Although we have demonstrated that beneficial effects of hPMSC appear to be mediated by the release of EVs, several questions remain to be answered. We showed that inhibiting EV formation by hPMSCs (using MβCD) eliminated protection against MCAO injury. However, it has been difficult to track the distribution of EVs upon release from hPMSCs. Several studies have introduced methods for labeling and imaging EVs [81,82] which might provide a possible tool to study EVs trafficking in vitro and in vivo and may help to define EVs biodistribution, and its relationship to their therapeutic activity.

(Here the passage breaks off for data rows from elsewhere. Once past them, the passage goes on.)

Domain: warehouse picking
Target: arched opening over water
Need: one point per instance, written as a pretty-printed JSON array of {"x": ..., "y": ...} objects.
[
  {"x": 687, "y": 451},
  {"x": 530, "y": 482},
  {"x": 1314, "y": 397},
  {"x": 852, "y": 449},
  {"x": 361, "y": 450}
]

In our current study we show that hPMSCs/EVs prevent a severe drop in CBF 24 h after the ischemic insult (Figs. 1& 3). It is also unclear as which cellular/molecular mechanisms are affected by hPMSC/EVs treatment to produce this benefit. Several studies indicated that MSCs/EVs exert protective effects by stimulating production of vasodilators e.g., nitric oxide (NO) and prostaglandins which increase local CBF [12]. Besides vasodilators, MSCs/EVs may provide vasoprotection by supporting endothelial and smooth muscle functions in autoregulation and vascular homeostasis [12,83,84]. Although our data are entirely consistent with these models, further studies will be required to validate molecular and cellular mechanisms underlying hPMSCs benefits.

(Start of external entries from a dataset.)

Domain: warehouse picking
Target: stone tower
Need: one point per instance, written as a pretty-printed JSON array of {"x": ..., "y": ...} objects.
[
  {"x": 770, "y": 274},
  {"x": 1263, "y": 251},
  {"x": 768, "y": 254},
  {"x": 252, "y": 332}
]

In summary, our study demonstrates that protective actions of hPMSCs administration are mediated by release of extracellular vesicles which favorably impact CBF restoration in the post-MCAO brain, to potentially provide a highly translatable therapy for human stroke.

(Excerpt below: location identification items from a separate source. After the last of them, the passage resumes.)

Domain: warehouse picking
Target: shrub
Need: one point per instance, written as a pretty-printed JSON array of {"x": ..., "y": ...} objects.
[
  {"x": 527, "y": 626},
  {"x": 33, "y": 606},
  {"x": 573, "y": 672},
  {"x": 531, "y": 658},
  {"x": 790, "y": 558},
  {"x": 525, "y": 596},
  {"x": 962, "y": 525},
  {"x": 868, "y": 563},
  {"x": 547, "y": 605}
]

Declaration of Competing Interest

A patent application by authors J.S.A., Y.W., and M.B. “Protective effect of intraperitoneal injection of human placenta stem cells in stroke” has been submitted to the LSUHSC-Shreveport office of sponsored programs and technology transfer. Other authors declare no competing interests.

Authors contributions

Conceptualization, M.B. and J.S.A; Methodology, M.B., S.G.C., C.J.B., J.S.A.; Validation, M.B.; Formal Analysis, M.B., L.A.W., and X.L.; Investigation, M.B., R.S.E., and J.W.Y; Resources, Y.W., X.L., K.Y.S., and J.S.A.; Writing-Original Draft, M.B. and J.S.A.; Writing-Review & Editing, K.Y.S., X.L., R.E.K., and A.M.; Supervision, J.S.A., Y.W., O.C., R.E.K., and A.M.; Funding Acquisition, R.E.K., A.M., and J.S.A.

Data sharing statement

All datasets generated for this study are included in the manuscript and/or the supplementary materials.

Patent applications

LSUHSC-S-2019–03 “Protective effect of intraperitoneal injection of human placenta stem cells in stroke”.